St Paul’s election and vocation

We reflect today on the election and vocation of St Paul. Both the evangelist Luke, in his Acts of the Apostles, and St Paul in his letters write various times about the great event of his conversion and of Christ’s revelation to him before the gates of Damascus. “When God, who had specially chosen me while I was still in my mother’s womb, called me through his grace and chose to reveal his Son in me, so that I might preach the Good News about him to the pagans, I did not stop to discuss this with any human being” (Gal 1:15). Paul’s election to take part in the great work of evangelization, did not happen during his earthly life, but before he saw the light of day. As with the prophet Jeremiah (cf. Jer 1:5) Paul is convinced that his election took place at the beginning of his existence in his mother’s womb. There were about twenty years between his election and his encounter with Christ before the gates of Damascus. What happened in those years?
Paul had  from his youth a very strong religious yearning. Therefore he chose the most challenging interpretation of the Jewish law and became a Pharisee. He left his home town Tarsus – situated in what is today Eastern Turkey – to study theology with the highly-respected Gamaliel in Jerusalem. He followed in a very determined way the observance of the Mosaic law which one could call him a perfectionist. He described himself as ‘ardent in God’s service’ (Act 22:3). The group which had formed around Jesus and proclaimed him as the promised Messiah was considered by Paul as a dangerous threat to the purity of the Jewish faith. Consequently, he thought he had to fight this group with force. He had a heated temperament allied with a strong religious leaning and thought that he was doing good, something pleasing to God, by persecuting the first followers of Jesus.

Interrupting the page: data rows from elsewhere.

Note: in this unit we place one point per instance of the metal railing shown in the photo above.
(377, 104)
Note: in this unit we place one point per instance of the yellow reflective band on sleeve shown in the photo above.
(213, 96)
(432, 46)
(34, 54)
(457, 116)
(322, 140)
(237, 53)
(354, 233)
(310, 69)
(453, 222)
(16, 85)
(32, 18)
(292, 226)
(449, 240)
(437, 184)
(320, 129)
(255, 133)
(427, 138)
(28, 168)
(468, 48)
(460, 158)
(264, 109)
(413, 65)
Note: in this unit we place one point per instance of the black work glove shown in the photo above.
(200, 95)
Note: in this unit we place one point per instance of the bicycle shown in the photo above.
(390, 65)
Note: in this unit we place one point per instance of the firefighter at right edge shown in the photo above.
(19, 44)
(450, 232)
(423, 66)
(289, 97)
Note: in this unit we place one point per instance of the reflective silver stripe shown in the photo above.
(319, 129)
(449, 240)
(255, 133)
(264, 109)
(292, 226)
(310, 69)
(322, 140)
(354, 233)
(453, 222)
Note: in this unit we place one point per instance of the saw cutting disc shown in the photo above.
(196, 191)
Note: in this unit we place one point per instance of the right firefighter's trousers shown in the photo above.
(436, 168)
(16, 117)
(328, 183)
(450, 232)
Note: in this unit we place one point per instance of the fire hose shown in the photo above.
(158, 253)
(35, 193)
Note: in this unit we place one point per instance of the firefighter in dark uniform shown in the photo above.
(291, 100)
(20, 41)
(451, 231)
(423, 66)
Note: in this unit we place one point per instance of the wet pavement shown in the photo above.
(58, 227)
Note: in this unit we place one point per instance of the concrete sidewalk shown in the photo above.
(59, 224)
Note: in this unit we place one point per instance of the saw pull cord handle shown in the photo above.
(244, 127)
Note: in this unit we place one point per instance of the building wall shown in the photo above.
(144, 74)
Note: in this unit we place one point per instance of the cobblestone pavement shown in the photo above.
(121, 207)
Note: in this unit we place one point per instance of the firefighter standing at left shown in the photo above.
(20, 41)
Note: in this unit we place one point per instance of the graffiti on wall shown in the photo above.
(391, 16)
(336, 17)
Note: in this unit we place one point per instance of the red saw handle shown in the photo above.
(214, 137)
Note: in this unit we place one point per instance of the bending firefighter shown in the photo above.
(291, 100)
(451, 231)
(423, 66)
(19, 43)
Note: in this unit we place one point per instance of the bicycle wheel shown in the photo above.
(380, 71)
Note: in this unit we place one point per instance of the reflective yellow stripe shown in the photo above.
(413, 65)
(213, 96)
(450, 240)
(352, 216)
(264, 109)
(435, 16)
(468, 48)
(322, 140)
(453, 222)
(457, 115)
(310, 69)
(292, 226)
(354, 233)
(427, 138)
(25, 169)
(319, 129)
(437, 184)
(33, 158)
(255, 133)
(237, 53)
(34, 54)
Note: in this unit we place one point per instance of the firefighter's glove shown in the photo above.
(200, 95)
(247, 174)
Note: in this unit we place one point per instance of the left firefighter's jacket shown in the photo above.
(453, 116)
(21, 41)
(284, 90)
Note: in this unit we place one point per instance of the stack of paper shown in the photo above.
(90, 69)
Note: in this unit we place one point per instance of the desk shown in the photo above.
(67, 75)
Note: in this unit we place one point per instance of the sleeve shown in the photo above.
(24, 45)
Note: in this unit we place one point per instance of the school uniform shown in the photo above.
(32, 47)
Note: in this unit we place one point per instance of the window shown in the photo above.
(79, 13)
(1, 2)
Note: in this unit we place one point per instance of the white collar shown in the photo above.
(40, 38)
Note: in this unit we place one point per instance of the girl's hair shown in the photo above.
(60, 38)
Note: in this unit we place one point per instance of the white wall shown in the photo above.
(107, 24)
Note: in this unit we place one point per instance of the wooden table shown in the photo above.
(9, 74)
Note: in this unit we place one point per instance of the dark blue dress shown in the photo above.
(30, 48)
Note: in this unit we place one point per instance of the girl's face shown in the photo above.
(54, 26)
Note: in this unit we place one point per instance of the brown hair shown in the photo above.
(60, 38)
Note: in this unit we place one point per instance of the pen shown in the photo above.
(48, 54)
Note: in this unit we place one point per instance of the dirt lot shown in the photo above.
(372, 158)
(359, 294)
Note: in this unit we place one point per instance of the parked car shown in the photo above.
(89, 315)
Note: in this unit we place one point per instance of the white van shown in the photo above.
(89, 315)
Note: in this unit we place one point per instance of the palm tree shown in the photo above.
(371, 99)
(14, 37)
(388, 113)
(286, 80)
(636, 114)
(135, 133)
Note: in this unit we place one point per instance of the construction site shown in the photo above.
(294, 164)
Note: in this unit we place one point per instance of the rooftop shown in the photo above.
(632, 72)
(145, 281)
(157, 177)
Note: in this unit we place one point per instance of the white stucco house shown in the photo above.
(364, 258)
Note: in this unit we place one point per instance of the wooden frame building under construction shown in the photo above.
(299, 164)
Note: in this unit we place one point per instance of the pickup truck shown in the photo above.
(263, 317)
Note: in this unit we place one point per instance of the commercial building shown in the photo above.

God allowed Saul to pursue his idea. God allowed that the first Christians had to undergo suffering. What a mystery. How much must the Christians have suffered for example when one of their best, Stephen, had to suffer death for his witness to Christ. We cannot grasp God’s ways. They are wonderful, even if our minds cannot penetrate them. The very man through whom God’s faithful suffered was chosen to become the great spiritual leader of the young Church.
When leaving the elders in Ephesus Paul testified: “But life to me is not a thing to waste words on, provided that when I finish my race I have carried out the mission the Lord Jesus gave me – and that was to bear witness to the Good News of God’s grace” (Act 20:24). Paul was elected and chosen to give witness to the gospel of God’s grace. God ordained that his great messenger should experience first himself the mystery of God’s grace and mercy in his very existence. The one who had received grace, became the herald of grace. When Paul spoke about God’s grace and mercy, he spoke out of an overwhelming personal experience of God. Paul did not only proclaim a sublime truth, but a truth through which he had personally lived.